To compute the cost, one straight forward approach is to compute the absolute error among prediction and actual value. But a better loss function is the log loss function which is defines as : 

  -Summ ( Log (Pred) * Actual + Log (1 - Pred ) * Actual ) / m

In [8]:
def compute_error(Predicted, Actual):                   #计算误差函数，可以选择不同的误差函数
    logprobs = np.multiply(np.log(Predicted), Actual)+ np.multiply(np.log(1-Predicted), 1-Actual)
    cost = -np.sum(logprobs) / Actual.shape[1] 
    return np.squeeze(cost)

### 2.7 Implement Backward Propagation

In backward propagation function, the error is passed backward to previous layers and the derivatives of weights and bias are computed.
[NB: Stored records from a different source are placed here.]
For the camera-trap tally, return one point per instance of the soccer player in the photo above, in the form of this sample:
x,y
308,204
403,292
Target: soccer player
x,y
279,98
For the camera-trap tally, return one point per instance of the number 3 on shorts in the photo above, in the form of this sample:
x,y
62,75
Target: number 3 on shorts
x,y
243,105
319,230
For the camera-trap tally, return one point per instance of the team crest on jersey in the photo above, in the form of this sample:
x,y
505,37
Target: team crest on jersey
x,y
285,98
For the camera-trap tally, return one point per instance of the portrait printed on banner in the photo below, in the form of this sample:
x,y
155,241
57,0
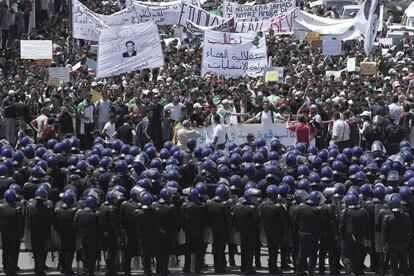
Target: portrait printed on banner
x,y
130,47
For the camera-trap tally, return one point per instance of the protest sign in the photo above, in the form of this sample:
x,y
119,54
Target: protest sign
x,y
271,76
91,63
162,15
198,16
85,23
350,65
234,55
339,29
125,49
331,47
386,41
312,36
248,12
238,133
280,24
36,49
58,75
368,68
226,26
335,74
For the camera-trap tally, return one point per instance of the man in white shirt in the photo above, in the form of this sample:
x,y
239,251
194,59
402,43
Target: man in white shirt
x,y
395,109
265,117
219,133
174,108
340,132
39,123
103,109
109,129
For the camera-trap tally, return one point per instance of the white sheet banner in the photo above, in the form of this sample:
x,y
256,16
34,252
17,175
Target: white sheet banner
x,y
36,49
85,23
226,26
198,16
234,54
238,133
339,29
281,24
248,12
126,49
162,15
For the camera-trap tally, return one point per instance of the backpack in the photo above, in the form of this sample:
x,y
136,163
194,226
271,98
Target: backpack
x,y
271,115
406,124
48,132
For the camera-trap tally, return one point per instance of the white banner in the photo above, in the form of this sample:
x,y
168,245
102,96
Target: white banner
x,y
60,73
226,26
339,29
85,23
238,133
162,15
126,49
36,49
200,17
281,24
234,54
248,12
The weights and bias are then updated using the derivatives.  

In [9]:
def backward_propagation(params, activations, X, Y):                ##########反向传播算法，计算导数############
    m = X.shape[1]
    
    # output layer
    dZ2 = activations['A2'] - Y # compute the error derivative 
    dW2 = np.dot(dZ2, activations['A1'].T) / m # compute the weight derivative 
    db2 = np.sum(dZ2, axis=1, keepdims=True)/m # compute the bias derivative
    
    # hidden layer
    dZ1 = np.dot(params['W2'].T, dZ2)*(1-np.power(activations['A1'], 2))
    dW1 = np.dot(dZ1, X.T)/m
    db1 = np.sum(dZ1, axis=1,keepdims=True)/m
    
    return {"dW1": dW1, "db1": db1, "dW2": dW2, "db2": db2}

def update_parameters(params, derivatives, alpha = 1.2):           ##########反向传播算法，更新参数############
    # alpha is the model's learning rate 
    
    params['W1'] = params['W1'] - alpha * derivatives['dW1']
    params['b1'] = params['b1'] - alpha * derivatives['db1']
    
    ####################需要填写，请计算W2和b2更新之后的值
    params['W2'] = params['W2'] - alpha * derivatives['dW2']
    params['b2'] = params['b2'] - alpha * derivatives['db2']
    ####################需要填写，请计算W2和b2更新之后的值
    
    return params

### 2.8 Compile and Train the Model

Create a function which compiles all the key functions and creates a neural network model. 

In [10]:
def neural_network(X, Y, n_h, num_iterations=100):                      ############编译网络
    n_x = network_architecture(X, Y)[0]
    n_y = network_architecture(X, Y)[2]
    
    params = define_network_parameters(n_x, n_h, n_y)                  ############初始化参数  
    for i in range(0, num_iterations):
        results = forward_propagation(X, params)                       ############前向传播 
        error = compute_error(results['A2'], Y)
        derivatives = backward_propagation(params, results, X, Y)      ############反向传播
        params = update_parameters(params, derivatives)                ############更新参数
    return params

In [11]:
y = Y.values.reshape(1, Y.size)
x = X.T.as_matrix()
model = neural_network(x, y, n_h = 10, num_iterations = 10)            ############生成一个新的网络

  
  after removing the cwd from sys.path.


### 2.9 Predictions 

In [12]:
def predict(parameters, X):
    results = forward_propagation(X, parameters)
    print (results['A2'][0])
    predictions = np.around(results['A2'])    
    return predictions

predictions = predict(model, x)
print ('Accuracy: %d' % float((np.dot(y,predictions.T) + np.dot(1-y,1-predictions.T))/float(y.size)*100) + '%')

[0.52351746 0.10311941 0.95776857 ... 0.95776857 0.10311941 0.95776857]
Accuracy: 96%


  after removing the cwd from sys.path.